November 4, 2013
I didn't step out of doors once today, but I'm pretty sure it was a little brisk.
I have decided to participate in the National Blog Post Month. This means that I will be writing each day of November.
A while ago, quite a while ago, I grew up in about a minute. That’s not to say that I am fully grown. I suspect I will keep working on that for the rest of my time.
Anyway back to that while ago. I do remember the exact moment. I was at the doctor’s office with my infant son. We were there for a regular check-up. I think he was about 2 months old.
As the doctor was trying to get my baby to follow his finger, the doctor murmured, “hmm he isn’t supposed to do that.” Being the proud mom, I remember that I felt happy because I thought that the doctor must have meant that my son was advanced for his age.
After I got the baby dressed, the doctor asked to speak to me in his office. That’s when he told me that my son had what is commonly known as lazy eye. He wrote down the medical term for it which is Esotropia. He also recommended we see an eye surgeon because he said that my baby would probably need to have an operation on his eyes.
I felt as though I had been punched in the stomach. I don’t think I will ever forgive that doctor for delivering that news to me in such a nonchalant manner.
I was frightened for my baby. I didn’t know what any of it really meant.

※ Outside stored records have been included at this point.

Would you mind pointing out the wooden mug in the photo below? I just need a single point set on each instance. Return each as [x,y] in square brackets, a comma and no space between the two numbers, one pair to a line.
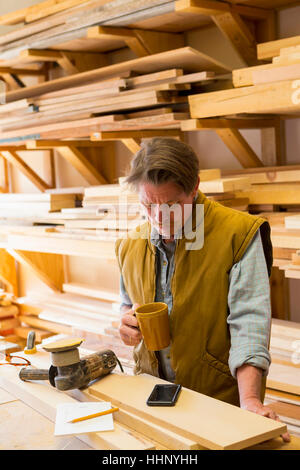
[153,320]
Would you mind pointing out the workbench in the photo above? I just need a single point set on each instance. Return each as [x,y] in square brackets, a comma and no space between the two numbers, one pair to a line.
[22,403]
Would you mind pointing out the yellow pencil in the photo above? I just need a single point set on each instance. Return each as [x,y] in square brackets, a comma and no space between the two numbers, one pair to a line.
[101,413]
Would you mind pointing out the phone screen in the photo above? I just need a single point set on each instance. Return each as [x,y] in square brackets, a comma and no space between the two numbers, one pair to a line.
[164,395]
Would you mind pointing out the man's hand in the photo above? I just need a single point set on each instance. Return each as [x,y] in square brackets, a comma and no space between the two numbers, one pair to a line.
[129,328]
[256,406]
[249,383]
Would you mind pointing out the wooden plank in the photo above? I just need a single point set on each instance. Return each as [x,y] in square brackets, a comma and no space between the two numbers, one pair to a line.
[8,272]
[151,431]
[45,325]
[15,160]
[248,430]
[224,184]
[263,74]
[288,72]
[88,291]
[208,124]
[68,246]
[283,378]
[50,10]
[8,323]
[44,399]
[144,134]
[22,332]
[275,98]
[234,140]
[270,49]
[271,196]
[76,158]
[46,266]
[9,311]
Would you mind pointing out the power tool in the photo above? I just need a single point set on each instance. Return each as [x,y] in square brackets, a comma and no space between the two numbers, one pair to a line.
[68,371]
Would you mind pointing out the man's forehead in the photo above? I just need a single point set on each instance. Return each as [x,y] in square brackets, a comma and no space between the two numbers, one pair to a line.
[165,192]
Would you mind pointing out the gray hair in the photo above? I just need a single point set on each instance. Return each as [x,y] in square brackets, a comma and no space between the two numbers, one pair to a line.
[162,160]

After that doctor’s visit, I was I guess in a state of shock. When the shock wore off I slowly began to shutdown and eventually I experienced an emotional breakdown. I didn’t want to see or talk to anyone.
My mother came to visit one day. She firmly told me that mothers can’t break. She reminded me that this little boy needed me. But the thing that grabbed me, unraveled my cocoon and pulled me back to reality was when she asked me why I thought that I was different from everyone else. She wanted to know why I thought that I would never have experiences in my life which would challenge me. She bluntly told me to grow up. “It’s time,” she said.
I remember thinking that she was absolutely right. It wasn’t just about me anymore. She was holding my son at the time. She held him out for me to take him. I can still feel him in my arms.
There were two surgeries during his first 18 months of life. He was quite the little trooper.
In January of 2010, thirty-four years later, he had another surgery. It was an emergency operation and the diagnosis was incurable stage IV colon cancer.
This time my mother wasn’t there to help me, but her wise words were.